Jerome tried to push himself further but his hands gave out.
“You’re doing great,” Rihal said as Jerome sat down to wipe the sweat off his brows.
“No, I’m not. I thought this would be easier, but it seems I was too optimistic,” he drank from a waterskin beside him.
“Optimism is a good thing,” Rihal said.
Jerome hated these slow days. He wished he could be on the road searching for his family, but his injuries wouldn’t allow him. The silence stretched for a while as they stood together. Jerome could almost feel Rihal’s discomfort. He was still mad at him. And he couldn’t bring himself to see him as the Rihal he once knew.
After resting for a while, they exited Kilian’s training hall to go for a walk. Jerome’s muscles were atrophied and he needed as much exercise as he could get to get in shape.
“What were you doing in there?” Layla asked, walking toward them. He didn’t hear her coming.
“Training,” Rihal said.
Layla turned and bowed to Rihal. “Lord Rihal, he’s not supposed to be training.”
“You underestimate the human body and its capabilities, Layla.”

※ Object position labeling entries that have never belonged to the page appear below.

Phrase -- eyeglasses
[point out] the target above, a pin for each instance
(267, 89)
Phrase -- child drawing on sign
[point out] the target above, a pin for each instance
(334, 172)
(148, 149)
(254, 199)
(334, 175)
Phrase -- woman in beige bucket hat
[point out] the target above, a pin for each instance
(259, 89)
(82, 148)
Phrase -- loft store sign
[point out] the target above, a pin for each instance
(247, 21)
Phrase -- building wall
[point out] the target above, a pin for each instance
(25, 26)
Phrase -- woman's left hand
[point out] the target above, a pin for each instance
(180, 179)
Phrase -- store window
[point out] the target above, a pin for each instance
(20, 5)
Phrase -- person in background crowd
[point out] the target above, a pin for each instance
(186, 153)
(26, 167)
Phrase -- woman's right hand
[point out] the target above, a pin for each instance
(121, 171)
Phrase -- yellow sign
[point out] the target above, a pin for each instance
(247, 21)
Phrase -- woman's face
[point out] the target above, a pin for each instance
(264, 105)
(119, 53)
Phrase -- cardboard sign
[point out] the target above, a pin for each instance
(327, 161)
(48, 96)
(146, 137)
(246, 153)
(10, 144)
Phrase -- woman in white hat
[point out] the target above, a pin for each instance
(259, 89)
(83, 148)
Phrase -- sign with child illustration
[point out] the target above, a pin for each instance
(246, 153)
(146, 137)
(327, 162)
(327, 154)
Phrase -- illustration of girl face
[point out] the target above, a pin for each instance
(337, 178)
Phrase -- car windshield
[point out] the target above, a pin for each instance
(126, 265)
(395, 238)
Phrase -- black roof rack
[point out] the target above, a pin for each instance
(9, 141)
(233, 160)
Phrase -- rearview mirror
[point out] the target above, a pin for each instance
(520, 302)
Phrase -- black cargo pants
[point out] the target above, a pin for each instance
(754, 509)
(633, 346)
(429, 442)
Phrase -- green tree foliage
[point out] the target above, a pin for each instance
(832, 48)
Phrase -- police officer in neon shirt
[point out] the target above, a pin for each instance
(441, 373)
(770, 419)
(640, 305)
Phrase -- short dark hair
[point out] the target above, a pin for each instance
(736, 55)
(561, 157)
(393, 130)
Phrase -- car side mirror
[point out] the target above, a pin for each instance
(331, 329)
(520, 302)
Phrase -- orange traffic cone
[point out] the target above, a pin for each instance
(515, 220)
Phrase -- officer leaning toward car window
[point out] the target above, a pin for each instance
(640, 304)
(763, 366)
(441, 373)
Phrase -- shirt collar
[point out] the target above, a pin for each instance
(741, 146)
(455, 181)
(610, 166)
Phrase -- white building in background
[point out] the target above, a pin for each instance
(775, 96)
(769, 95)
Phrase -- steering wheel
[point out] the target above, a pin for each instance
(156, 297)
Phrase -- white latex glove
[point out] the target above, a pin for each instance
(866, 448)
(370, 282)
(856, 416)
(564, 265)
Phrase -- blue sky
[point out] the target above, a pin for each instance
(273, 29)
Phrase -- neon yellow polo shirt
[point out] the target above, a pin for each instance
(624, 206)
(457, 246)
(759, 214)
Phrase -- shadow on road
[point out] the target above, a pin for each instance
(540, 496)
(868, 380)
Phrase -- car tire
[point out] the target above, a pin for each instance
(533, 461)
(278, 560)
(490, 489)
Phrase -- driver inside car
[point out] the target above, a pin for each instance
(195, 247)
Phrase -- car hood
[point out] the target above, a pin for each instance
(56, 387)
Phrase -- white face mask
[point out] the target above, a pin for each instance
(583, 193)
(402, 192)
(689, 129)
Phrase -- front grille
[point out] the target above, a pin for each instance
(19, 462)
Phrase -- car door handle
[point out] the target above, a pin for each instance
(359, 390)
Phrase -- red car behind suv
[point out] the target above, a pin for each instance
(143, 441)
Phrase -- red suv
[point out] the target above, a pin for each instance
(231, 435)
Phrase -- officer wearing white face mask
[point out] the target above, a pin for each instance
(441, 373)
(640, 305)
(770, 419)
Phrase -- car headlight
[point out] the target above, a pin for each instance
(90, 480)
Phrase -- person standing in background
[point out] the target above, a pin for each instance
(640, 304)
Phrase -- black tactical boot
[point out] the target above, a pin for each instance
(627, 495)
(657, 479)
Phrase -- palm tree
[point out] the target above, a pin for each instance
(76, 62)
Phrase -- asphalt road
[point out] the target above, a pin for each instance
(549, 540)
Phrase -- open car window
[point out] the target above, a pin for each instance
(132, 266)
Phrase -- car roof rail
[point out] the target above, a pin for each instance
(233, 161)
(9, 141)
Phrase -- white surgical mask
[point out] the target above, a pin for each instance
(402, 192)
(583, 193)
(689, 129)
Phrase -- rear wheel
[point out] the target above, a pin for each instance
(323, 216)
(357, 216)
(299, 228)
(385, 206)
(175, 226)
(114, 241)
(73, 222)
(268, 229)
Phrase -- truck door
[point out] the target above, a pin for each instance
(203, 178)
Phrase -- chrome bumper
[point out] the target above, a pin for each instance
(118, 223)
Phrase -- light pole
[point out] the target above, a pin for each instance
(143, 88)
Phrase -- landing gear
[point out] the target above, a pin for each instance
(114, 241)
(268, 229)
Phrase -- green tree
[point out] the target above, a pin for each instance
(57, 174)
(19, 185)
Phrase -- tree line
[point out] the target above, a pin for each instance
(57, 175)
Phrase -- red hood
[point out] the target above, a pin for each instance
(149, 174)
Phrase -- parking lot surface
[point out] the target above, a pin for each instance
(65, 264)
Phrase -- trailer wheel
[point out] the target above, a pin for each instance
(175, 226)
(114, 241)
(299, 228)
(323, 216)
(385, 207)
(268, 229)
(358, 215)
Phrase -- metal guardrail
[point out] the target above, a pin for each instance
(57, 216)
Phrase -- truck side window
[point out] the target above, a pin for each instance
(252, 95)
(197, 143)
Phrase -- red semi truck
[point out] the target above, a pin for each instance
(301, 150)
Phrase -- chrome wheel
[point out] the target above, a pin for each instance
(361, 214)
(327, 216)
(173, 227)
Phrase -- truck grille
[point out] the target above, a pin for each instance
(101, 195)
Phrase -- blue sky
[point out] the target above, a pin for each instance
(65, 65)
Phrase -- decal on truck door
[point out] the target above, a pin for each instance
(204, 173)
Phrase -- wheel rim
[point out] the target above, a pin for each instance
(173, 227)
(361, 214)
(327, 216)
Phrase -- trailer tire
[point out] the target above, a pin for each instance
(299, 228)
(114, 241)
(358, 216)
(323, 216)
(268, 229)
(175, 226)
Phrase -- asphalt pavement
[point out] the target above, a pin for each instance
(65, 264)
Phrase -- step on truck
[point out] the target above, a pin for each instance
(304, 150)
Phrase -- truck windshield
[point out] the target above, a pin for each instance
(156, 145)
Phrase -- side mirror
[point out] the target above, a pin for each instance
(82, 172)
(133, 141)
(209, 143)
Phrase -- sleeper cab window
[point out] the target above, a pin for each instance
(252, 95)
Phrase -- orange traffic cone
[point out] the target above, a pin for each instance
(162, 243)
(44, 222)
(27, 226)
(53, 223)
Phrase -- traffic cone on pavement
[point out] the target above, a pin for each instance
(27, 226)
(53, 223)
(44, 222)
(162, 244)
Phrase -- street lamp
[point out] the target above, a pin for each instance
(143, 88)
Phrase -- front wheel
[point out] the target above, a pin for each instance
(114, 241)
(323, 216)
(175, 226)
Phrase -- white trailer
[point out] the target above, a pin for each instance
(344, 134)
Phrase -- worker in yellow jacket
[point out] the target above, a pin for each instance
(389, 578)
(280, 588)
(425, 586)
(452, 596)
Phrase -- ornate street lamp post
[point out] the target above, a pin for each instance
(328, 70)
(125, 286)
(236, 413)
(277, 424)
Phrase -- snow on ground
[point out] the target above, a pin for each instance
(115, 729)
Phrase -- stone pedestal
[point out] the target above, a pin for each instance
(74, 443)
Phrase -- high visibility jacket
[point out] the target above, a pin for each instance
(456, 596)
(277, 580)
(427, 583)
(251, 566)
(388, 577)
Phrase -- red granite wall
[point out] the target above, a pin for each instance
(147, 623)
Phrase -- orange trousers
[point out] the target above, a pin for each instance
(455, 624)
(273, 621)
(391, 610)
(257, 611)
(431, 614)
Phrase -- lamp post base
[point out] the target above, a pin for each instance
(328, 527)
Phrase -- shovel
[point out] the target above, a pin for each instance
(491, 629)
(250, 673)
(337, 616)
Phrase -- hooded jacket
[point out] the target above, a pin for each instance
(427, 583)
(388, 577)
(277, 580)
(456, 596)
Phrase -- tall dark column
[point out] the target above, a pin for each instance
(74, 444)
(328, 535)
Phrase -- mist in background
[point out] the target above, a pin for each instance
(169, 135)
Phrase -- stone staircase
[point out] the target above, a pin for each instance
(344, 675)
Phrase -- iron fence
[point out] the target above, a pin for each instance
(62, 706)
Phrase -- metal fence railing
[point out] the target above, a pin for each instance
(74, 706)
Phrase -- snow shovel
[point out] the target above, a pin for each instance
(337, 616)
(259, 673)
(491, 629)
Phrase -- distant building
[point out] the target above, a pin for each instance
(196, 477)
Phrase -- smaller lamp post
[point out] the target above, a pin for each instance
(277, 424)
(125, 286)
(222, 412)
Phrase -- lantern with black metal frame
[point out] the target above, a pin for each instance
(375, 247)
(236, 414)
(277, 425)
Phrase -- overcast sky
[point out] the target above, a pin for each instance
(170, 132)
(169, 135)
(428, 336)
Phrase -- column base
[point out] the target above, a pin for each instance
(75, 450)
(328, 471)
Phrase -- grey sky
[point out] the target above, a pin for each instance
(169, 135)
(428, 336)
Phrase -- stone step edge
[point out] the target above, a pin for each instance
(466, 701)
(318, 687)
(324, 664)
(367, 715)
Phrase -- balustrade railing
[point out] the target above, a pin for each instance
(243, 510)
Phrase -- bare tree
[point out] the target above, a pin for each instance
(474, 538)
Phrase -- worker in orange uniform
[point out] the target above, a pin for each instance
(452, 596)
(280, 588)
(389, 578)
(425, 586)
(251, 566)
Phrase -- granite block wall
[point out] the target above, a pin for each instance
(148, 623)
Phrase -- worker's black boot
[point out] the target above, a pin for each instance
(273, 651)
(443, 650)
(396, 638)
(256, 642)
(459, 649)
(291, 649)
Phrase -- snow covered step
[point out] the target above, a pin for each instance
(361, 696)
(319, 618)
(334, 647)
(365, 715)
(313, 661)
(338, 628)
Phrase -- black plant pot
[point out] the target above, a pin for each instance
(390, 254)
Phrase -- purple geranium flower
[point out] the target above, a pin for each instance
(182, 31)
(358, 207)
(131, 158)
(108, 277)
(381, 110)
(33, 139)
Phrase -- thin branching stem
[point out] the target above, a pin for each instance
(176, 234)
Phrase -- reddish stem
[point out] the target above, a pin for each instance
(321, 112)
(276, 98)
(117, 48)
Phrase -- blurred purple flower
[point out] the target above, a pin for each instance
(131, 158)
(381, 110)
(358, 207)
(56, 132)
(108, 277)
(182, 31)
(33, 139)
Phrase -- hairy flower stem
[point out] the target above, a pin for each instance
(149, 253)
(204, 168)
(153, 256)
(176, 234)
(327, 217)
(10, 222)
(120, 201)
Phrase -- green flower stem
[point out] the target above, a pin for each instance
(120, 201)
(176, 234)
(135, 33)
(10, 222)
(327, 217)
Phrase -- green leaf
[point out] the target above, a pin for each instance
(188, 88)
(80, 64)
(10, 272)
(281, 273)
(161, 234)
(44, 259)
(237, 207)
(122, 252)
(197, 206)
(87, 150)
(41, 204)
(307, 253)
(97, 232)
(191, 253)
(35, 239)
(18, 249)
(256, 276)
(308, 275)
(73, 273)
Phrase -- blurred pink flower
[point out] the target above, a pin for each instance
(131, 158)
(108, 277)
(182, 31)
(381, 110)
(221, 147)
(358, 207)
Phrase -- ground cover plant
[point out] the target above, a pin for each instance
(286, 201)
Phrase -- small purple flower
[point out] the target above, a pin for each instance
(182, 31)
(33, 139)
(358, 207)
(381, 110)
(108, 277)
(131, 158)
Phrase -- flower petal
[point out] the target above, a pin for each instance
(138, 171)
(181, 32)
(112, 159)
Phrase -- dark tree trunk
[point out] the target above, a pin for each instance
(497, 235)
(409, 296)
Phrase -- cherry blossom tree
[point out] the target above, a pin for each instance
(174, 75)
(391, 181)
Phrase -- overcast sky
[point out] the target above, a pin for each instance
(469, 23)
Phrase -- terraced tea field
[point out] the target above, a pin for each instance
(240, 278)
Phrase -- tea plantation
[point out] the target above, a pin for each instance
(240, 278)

Layla observed Jerome as he took out a long stick from a storage bag in his belt and rested on it, his long hair cascading down his back. He looked aged, coupled with his gaunt looks and the deep scars that marred his face and hands. She couldn’t bear to see him undo all her hard work.
“It’s only been one cycle, at least wait four moons, maybe five,” she insisted.
“He doesn’t have that much time,” Rihal said mysteriously.
“Time for what?” The two Sprouts asked simultaneously.
“You’ll be going on another adventure soon, Jerome.”